“This is a capacity project,” says Terence Williamson, Project Manager for ALDOT. “This is to handle the load from growth.”
Tuscaloosa County has grown by about 10,000 people since 2020 and more than 42,000 people since 2010, according to the U.S. Census Bureau. The project is just north of the University of Alabama, and Williamson reports a growth of the university’s student population.
The widening work takes place along 2.77 miles of U.S. 82, also known as McFarland Boulevard, from Highway 69 in Northport to the west to Rice Mine Road in Tuscaloosa to the east. About 50,000 vehicles travel on the limited-access road daily.
“With the high volume of traffic, we are concerned about traffic control and the safety of our workers and public,” says Chris Poling, General Manager with Ikaros, the prime contractor, based in Tuscaloosa.
In addition to adding one lane in each direction, the project includes creating a shared-use path for pedestrians and bicyclists and improving access to businesses by adding turn lanes and moving median openings to avoid conflicts and improve safety.
“We revised the location of the crossovers and in some places eliminated some access points if we had multiple access points at shopping centers,” Williamson says. “It’s for the safety of the traveling public.”
Gonzalez-Strength & Associates of Birmingham, Alabama, designed the project.
“Just recently, we marked the fourth anniversary of Rebuild Alabama, and it has continued to show it produces nothing less than real, tangible results,” said Ivey in April 2023. “I’m proud of Rebuild Alabama’s success, and I look forward to seeing how it continues to improve such critical infrastructure. Alabama’s roads and bridges are making substantial progress, and we look forward to this continuing.”

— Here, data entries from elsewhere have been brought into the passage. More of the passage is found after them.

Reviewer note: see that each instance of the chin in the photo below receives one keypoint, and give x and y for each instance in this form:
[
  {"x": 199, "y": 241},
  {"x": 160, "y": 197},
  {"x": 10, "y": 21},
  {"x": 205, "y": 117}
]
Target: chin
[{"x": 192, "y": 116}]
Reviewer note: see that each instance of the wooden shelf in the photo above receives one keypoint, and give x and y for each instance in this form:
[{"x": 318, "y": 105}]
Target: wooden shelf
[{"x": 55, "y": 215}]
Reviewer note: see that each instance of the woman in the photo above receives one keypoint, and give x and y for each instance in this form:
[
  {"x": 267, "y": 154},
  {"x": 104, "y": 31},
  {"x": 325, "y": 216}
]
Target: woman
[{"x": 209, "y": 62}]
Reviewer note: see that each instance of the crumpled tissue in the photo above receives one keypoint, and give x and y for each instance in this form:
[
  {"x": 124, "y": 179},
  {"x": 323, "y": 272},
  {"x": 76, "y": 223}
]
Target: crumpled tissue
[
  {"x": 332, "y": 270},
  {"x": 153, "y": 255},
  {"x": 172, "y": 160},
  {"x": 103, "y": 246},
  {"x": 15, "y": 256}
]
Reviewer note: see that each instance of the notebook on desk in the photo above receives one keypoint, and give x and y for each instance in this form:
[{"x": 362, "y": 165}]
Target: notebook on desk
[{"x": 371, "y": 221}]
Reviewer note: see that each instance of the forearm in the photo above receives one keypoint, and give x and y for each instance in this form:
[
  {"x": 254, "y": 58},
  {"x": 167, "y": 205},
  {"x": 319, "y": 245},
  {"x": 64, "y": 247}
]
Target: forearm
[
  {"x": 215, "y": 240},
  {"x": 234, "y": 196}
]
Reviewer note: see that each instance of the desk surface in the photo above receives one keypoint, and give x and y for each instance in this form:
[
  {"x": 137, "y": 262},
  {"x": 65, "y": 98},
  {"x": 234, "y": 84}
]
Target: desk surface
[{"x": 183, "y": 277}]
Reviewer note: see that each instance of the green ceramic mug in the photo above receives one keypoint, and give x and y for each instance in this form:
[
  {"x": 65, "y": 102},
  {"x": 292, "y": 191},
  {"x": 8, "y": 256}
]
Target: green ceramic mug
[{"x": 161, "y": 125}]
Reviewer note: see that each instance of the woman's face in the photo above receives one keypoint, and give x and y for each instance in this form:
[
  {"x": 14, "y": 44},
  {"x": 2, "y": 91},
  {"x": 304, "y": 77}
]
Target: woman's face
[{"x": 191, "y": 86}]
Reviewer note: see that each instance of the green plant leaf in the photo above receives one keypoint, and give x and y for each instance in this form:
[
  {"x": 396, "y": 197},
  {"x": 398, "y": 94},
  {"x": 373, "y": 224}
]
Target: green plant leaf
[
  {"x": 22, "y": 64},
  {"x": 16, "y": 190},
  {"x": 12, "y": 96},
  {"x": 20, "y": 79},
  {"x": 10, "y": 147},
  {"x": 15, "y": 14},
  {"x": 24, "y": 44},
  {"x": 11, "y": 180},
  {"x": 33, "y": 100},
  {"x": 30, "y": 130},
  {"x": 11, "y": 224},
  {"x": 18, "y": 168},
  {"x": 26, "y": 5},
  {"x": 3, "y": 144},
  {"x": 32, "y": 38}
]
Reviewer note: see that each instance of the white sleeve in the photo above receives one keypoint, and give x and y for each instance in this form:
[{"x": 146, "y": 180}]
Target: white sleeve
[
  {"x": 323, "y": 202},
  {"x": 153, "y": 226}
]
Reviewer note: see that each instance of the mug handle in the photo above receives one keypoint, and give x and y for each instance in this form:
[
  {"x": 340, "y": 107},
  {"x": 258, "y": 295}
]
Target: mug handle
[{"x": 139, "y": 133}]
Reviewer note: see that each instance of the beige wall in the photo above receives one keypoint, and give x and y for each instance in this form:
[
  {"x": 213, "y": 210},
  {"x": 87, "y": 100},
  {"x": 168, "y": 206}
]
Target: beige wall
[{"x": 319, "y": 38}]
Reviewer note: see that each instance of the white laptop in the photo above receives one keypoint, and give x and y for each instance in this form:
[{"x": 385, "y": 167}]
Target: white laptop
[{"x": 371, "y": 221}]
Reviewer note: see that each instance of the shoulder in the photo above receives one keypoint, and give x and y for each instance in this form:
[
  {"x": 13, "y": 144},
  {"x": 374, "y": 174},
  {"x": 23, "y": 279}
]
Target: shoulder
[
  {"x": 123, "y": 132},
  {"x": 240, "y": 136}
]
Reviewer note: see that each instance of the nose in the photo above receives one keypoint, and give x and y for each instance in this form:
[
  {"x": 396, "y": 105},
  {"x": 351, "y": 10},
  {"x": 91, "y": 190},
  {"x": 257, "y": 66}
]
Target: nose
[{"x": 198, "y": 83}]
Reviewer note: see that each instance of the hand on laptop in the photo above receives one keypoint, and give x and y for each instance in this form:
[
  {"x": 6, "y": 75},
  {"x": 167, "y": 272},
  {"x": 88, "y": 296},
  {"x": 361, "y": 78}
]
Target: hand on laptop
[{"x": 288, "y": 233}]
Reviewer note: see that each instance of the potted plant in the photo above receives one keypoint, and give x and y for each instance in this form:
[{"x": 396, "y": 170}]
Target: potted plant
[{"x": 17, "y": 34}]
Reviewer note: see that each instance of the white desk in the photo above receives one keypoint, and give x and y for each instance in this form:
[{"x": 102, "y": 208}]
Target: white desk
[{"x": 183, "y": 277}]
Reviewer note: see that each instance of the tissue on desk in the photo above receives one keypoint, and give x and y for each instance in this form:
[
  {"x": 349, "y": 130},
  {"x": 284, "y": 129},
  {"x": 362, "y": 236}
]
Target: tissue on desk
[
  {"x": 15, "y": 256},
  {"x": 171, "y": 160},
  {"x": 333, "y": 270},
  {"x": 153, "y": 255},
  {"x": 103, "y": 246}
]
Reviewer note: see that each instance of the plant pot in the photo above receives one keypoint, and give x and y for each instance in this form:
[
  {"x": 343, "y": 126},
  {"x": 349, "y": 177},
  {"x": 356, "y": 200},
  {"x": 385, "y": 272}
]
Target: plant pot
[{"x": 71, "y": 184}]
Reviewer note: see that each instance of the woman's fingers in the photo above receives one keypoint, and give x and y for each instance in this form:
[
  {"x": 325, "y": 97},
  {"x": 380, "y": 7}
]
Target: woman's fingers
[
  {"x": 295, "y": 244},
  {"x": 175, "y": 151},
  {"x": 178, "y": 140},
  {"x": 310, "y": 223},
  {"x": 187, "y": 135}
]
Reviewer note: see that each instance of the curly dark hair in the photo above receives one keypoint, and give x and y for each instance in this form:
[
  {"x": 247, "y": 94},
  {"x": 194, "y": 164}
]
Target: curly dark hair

Work began on U.S. 82 in November 2021, starting in the median near Hunter Creek Road. Williamson reported a significant number of utilities had to be relocated along the route.
“It’s been a challenge to widen the road and deal with the slopes, with all of the power poles and fiberoptic lines,” Williamson reports. “We are confined by so many structures and businesses and the utilities related to that. There are a lot of variables that make it a pretty complicated job.”
Most utility relocations were completed ahead of groundbreaking on the road, but a few remain to be moved. “We’re trying to keep the workflow going while the utilities are being relocated,” Poling says.
Work has progressed on drainage and widening the road to the inside on the median. A concrete barrier protected traffic from drop offs and workers from vehicles entering the work zone. Drainage work includes extending six miles of pipe, ranging in size from 18-inch diameter to 72-inch diameter; lengthening four culverts, two bridge culverts, and two box culverts; and opening up inlets. Several streams run through the project near the culvert extensions. The contractor has implemented erosion control practices.
“Working in the median, in particular, we have to control erodible material from leaving,” Poling says. “We have to make sure the water does not get into the road. It’s been a balancing act.”
Ikaros is using dome inlet protectors to provide overflow capacity.
Work in the median is substantially completed. The contractor is in the process of moving traffic toward the median to start work on the outside shoulders. “We are adding lanes and reusing the existing lanes,” Williamson says.
Therefore, on the existing lanes, crews will mill off the old asphalt and come back with new asphalt. The new lanes also will be paved with asphalt.
“We’ve had no surprises,” Williamson says. “It’s going pretty smooth.”
The contractor created a model of the job and is using GPS controls on the backhoes and dozers working on the various drainage systems and during grading.
“We’re doing lane closures at night and over the weekends when there is lower traffic volume to try to not impact driving during the day any more than absolutely necessary,” Williamson says. “It’s always a challenge when you are working with that much traffic through the middle of a town.”
ALDOT anticipates the project will wrap up in the summer of 2024.
“It’s going well, and we have gotten a lot done, even with a wet winter and spring,” Williamson says. When complete, “it will make more efficient of drivers time as they are passing through.”